Der Einstieg in die Exekutive erfolgte 2011 mit der Wahl in den Gemeinderat Madiswil. Denn mittlerweile war Christine Badertscher ins Linksmähderdorf gezogen. Die acht Jahre als Gemeinderätin von Madiswil erachtet sie als spannende, mit der Wahl in den Nationalrat nun auch als sehr wichtige Aufgabe. «Es sollte eigentlich niemand eine parlamentarische Aufgabe übernehmen, der die Sporen nicht in einer Gemeindeexekutive abverdient hat.

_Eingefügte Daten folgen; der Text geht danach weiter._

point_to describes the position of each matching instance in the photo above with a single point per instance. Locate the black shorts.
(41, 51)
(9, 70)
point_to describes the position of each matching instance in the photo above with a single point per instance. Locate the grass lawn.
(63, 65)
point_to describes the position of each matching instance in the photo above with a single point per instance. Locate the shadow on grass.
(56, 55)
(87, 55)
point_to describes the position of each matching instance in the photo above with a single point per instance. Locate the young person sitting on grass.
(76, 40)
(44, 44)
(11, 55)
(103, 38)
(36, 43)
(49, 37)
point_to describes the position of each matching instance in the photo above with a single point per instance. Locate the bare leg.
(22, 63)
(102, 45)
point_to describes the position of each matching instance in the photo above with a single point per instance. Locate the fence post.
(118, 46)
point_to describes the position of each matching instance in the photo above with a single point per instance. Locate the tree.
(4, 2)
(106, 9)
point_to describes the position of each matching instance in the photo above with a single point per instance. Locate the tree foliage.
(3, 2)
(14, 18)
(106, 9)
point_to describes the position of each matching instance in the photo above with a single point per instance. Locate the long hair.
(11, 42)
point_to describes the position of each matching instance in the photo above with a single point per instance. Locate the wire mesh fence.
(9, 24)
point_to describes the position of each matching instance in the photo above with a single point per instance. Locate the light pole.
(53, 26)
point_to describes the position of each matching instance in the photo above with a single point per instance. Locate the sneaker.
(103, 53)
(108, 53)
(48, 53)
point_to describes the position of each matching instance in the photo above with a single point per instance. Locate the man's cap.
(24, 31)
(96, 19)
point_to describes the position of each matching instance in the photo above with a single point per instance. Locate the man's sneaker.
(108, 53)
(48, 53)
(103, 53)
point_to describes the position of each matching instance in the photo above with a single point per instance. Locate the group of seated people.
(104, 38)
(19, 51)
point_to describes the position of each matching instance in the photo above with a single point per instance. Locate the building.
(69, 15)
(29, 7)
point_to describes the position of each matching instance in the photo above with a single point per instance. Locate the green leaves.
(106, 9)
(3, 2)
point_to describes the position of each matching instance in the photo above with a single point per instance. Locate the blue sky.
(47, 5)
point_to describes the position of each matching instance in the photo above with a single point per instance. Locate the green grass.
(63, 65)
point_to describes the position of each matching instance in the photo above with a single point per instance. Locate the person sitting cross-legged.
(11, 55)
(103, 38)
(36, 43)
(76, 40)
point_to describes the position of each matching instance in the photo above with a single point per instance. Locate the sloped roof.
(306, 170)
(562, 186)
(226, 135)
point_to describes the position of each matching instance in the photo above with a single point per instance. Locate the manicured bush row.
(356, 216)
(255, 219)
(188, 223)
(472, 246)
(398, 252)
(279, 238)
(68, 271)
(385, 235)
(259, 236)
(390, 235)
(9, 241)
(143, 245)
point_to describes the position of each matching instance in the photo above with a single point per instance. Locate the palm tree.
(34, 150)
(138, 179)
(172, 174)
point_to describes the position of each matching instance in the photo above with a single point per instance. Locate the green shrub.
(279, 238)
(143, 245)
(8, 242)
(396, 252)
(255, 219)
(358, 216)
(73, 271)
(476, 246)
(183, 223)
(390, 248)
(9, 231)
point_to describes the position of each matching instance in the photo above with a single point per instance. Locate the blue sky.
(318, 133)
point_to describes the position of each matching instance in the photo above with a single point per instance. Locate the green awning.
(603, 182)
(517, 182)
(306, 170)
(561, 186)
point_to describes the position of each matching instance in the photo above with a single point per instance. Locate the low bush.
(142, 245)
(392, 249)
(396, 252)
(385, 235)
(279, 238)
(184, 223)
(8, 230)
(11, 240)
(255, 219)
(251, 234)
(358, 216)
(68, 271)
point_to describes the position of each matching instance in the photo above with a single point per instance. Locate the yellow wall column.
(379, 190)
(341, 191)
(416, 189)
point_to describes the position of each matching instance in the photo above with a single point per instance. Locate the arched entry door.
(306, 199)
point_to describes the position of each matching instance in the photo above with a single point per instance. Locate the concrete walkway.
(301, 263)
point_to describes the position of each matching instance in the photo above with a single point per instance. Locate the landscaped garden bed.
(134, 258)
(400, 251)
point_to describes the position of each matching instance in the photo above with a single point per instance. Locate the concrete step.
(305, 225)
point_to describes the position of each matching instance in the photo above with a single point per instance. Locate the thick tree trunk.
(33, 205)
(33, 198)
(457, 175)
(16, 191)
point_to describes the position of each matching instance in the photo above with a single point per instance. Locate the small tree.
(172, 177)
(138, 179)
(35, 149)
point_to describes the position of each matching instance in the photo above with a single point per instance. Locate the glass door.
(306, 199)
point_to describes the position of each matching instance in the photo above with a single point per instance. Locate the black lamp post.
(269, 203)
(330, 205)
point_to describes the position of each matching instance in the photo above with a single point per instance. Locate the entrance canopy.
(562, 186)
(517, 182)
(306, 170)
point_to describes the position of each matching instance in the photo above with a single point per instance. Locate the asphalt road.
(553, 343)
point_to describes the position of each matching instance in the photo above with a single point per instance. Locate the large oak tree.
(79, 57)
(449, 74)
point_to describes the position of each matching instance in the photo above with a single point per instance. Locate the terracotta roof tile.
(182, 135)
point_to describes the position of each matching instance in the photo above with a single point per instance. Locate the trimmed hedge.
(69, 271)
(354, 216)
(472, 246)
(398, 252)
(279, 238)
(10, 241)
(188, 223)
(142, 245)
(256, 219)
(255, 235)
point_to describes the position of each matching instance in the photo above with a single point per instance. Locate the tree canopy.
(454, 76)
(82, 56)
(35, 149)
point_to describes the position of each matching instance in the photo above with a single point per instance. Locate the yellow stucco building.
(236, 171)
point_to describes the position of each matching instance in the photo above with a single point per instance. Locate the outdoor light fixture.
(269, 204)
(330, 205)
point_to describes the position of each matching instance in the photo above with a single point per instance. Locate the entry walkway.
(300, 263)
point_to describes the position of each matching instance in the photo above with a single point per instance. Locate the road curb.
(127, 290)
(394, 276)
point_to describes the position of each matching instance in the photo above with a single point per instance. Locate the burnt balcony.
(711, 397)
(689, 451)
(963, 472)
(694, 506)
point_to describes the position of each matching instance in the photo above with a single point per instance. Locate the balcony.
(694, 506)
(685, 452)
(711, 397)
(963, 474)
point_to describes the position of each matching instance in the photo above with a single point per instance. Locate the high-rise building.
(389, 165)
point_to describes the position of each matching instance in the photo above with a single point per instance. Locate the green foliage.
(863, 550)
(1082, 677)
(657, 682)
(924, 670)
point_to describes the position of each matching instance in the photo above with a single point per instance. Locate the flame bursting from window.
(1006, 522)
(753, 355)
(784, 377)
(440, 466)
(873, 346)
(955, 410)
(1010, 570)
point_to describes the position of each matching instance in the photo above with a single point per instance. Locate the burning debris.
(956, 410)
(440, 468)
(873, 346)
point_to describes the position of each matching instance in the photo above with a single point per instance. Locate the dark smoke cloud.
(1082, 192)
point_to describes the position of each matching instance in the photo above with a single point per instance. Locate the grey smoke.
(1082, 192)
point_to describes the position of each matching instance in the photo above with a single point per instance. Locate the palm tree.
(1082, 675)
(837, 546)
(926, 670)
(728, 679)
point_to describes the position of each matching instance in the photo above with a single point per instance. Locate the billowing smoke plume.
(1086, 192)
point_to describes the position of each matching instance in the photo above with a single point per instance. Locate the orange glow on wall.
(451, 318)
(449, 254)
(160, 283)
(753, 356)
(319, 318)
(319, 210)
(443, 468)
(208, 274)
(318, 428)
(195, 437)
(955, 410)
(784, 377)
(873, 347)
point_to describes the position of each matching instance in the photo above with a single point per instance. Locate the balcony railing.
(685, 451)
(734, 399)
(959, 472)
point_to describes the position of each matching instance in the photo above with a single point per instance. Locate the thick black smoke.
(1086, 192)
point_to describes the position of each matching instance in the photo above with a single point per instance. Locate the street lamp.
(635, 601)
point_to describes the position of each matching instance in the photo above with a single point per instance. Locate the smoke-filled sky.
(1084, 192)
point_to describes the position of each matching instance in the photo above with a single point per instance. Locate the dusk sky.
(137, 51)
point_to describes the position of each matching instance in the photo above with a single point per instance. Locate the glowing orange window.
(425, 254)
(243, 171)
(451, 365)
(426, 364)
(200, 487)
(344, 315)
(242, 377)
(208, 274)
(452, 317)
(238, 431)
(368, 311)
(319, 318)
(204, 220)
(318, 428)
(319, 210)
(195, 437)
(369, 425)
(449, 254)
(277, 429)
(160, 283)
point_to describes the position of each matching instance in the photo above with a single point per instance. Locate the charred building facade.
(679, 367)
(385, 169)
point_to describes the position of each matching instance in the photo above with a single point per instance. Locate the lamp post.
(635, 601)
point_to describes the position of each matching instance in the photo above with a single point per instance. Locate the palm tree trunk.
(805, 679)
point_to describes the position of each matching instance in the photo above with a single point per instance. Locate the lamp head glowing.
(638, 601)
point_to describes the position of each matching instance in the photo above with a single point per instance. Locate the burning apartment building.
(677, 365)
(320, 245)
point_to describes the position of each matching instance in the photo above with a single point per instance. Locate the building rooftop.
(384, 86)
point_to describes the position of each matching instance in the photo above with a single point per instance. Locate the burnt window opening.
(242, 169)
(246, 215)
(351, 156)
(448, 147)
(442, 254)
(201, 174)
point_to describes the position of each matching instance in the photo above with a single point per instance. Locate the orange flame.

Es ist wichtig, sich auf Augenhöhe mit vertrauten Menschen ausdrücken und seine Meinung in einem kleineren Kreis vertreten zu lernen.» Damit mehr (junge) Menschen erfahren, wie wertvoll die Arbeit in einem kommunalen Exekutivamt ist, engagiert sie sich im Verein zur Förderung junger Menschen in der Gemeindepolitik.
Nun also hat sie den Sprung in den Nationalrat geschafft. Sie freut sich riesig. Weil die Grünen Kanton Bern sie als Spitzenkandidatin auf die Liste gesetzt haben, habe sie mit guten Voraussetzungen zur Wahl antreten können. Sie investierte nicht sehr viel Geld in die Werbung, zumindest nicht in die «Papierwerbung».
Lieber habe sie in der Bio-Farm Kürbiskernen-Säckli herstellen lassen und diese als Geschenk abgegeben. «So konnte ich die Auftritte mit einer guten Sache verbinden.»
Ab dem 2. Dezember gilt es ernst, dann wird sich Christine Badertscher noch mehr in der Bundesstadt aufhalten, möchte hier die Interessen ihrer Heimatregion, aber auch die der Landwirtschaft mit demselben Herzblut vertreten, mit dem sie ihre bisherigen Aufgaben angegangen ist.